From 10/07 to 02/11, 15 and 46 pts with type I and II were included, respectively. The median age was 64 year-old. Fifty-three (87%) pts had a nephrectomy. PS was 0 on 31 (50%) pts and 1 in 30 pts. Fifty-five (90%) pts had ≥ 1 metastatic site. Using the MSKCC scoring system: 12 (19%), 33 (54%) and 9 (14%) pts were in the favorable, intermediate or poor risk group and 7 undetermined. With a median follow-up of 12.2 months [0.2-46.4], 60 and 61 pts were evaluable for efficacy and toxicity respectively. The median number of cycles was 4 [1-30] and 23 pts (37.7%) required a dose reduction. In type I PRCC, 2/15 (13%) pts had a partial response (PR), 10 had a stable disease (SD) with 5 (33%) ≥ 12 weeks. In type II PRCC, 5/45 (11%) pts had a PR, 25 had a SD with 10 (22%) ≥ 12 weeks and 15 a progression. The median PFS was 6.6 months [CI 95%: 2.8–14.8] in type I and 5.5 months [CI 95%: 3.8–7.1] in type II. The median overall survival was 17.8 [CI 95%: 5.7–26.1] and 12.4 [CI 95%: 8.2–16] months in type I and II respectively. Toxicity was similar as in pivotal phase III with sunitinib in metastatic RCC. One patient died from a pulmonary embolism eventually due to sunitinib.
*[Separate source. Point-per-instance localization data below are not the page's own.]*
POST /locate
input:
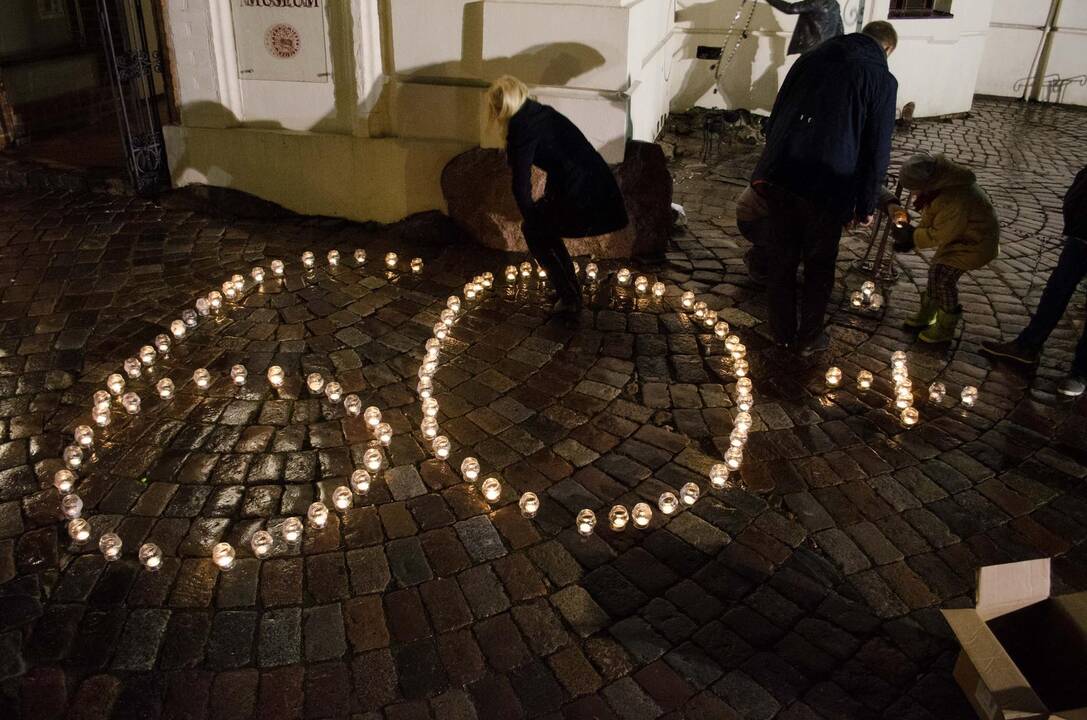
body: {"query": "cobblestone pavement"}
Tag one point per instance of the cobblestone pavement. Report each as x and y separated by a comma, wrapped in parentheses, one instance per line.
(809, 590)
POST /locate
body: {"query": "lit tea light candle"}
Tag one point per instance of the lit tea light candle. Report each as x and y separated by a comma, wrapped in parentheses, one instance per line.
(360, 481)
(115, 384)
(150, 556)
(147, 356)
(64, 481)
(617, 518)
(342, 497)
(334, 392)
(734, 458)
(719, 475)
(73, 456)
(529, 505)
(130, 402)
(586, 522)
(317, 514)
(742, 421)
(78, 530)
(261, 543)
(84, 436)
(470, 469)
(72, 506)
(223, 555)
(291, 530)
(667, 503)
(110, 545)
(373, 459)
(491, 489)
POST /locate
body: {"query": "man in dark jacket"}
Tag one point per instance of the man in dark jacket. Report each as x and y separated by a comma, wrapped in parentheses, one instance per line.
(827, 150)
(820, 20)
(1070, 271)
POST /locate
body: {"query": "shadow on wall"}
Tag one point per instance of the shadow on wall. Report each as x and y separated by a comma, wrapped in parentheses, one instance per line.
(750, 81)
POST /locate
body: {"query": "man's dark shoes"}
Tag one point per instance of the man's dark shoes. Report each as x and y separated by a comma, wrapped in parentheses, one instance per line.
(1012, 350)
(813, 345)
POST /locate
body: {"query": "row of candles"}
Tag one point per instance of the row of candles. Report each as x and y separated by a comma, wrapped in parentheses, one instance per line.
(903, 388)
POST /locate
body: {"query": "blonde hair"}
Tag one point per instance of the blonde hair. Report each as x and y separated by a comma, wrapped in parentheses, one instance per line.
(504, 98)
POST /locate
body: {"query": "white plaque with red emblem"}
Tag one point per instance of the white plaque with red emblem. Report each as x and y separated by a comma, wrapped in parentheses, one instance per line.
(282, 40)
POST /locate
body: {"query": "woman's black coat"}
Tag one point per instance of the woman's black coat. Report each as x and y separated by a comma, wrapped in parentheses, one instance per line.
(582, 197)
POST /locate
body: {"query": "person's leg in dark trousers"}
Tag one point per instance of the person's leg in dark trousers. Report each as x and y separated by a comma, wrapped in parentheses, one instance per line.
(1061, 286)
(821, 256)
(786, 235)
(548, 248)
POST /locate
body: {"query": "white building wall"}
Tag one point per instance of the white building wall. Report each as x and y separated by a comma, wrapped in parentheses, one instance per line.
(1037, 50)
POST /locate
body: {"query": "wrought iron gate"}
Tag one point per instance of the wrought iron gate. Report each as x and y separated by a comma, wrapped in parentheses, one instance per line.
(132, 63)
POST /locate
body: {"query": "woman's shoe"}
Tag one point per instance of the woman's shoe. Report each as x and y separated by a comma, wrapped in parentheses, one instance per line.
(942, 329)
(925, 315)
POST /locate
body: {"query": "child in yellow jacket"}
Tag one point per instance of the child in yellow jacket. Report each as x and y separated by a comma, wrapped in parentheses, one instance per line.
(957, 219)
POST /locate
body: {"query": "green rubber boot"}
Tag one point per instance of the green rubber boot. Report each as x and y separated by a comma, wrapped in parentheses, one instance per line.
(926, 314)
(942, 330)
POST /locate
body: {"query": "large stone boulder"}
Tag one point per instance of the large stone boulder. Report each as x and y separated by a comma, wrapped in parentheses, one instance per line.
(477, 189)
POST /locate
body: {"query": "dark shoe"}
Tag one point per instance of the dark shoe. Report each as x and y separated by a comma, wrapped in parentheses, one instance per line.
(1072, 386)
(1011, 350)
(813, 346)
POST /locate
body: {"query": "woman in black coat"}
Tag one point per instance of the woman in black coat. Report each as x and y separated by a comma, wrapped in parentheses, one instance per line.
(581, 199)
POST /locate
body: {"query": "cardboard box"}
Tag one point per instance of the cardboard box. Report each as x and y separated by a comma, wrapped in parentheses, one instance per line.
(1024, 653)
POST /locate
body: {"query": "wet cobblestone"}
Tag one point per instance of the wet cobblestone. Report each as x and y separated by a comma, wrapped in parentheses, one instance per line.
(809, 591)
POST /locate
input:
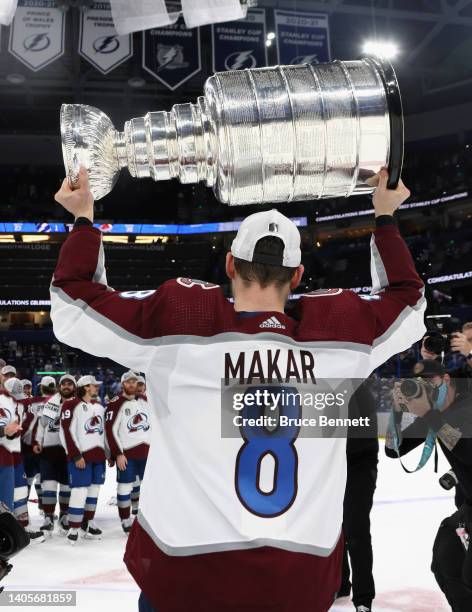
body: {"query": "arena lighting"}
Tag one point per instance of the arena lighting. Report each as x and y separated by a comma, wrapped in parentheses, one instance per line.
(50, 373)
(35, 237)
(121, 239)
(150, 239)
(385, 49)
Sunitinib has a modest activity in PRCC whatever type I or II, but still represents a treatment option in the lack of better therapy.


A. Ravaud: myself ADVISORY ROLE Pfizer Novartis Bayer Schering GSK Astellas Dendreon Compensated HONORARIA Pfizer Novartis Bayer Schering Roche GSK Astellas Dendreon OTHER Travel financial support Pfizer Novartis Institution RESEARCH FUNDING Pfizer Novartis.
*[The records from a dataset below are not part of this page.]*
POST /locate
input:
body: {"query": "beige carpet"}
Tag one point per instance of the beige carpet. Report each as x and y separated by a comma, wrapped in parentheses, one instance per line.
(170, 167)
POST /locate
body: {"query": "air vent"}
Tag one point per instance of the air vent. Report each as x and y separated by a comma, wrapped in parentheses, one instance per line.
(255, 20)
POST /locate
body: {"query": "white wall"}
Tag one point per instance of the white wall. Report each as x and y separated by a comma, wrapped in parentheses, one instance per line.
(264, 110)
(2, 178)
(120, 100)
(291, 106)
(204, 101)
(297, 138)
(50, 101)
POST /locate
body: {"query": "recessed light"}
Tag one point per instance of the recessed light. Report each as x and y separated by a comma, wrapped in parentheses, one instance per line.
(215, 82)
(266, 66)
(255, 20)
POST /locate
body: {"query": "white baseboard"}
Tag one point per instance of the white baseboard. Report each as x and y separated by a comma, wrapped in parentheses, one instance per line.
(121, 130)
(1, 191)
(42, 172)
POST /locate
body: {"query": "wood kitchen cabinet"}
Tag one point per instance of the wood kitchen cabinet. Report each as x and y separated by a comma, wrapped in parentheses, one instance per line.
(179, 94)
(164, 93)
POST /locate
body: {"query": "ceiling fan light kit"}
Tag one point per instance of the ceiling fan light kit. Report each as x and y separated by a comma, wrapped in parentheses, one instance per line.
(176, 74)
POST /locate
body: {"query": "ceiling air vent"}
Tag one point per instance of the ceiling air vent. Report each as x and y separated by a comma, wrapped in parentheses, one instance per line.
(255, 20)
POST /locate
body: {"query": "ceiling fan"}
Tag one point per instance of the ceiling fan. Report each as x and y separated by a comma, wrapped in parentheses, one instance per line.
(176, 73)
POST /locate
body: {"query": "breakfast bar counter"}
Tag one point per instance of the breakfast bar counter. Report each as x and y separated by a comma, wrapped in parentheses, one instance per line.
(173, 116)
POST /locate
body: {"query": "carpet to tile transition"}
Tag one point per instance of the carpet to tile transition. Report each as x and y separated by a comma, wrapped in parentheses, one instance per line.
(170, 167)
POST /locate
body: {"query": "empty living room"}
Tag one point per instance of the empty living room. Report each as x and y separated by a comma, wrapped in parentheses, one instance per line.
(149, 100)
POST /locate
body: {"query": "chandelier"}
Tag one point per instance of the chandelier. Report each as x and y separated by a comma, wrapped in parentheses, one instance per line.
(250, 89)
S. Oudard: Myself ADVISORY ROLE Pfizer Bayer-Schering Roche GSK Novartis Sanofi Aventis Compensated HONORARIA Pfizer Bayer-Schering Roche GSK Novartis Sanofi Aventis.

B. Escudier: Honoraria from Pfizer, Novartis, GSK, Bayer, Aveo, BMS.

All other authors have declared no conflicts of interest.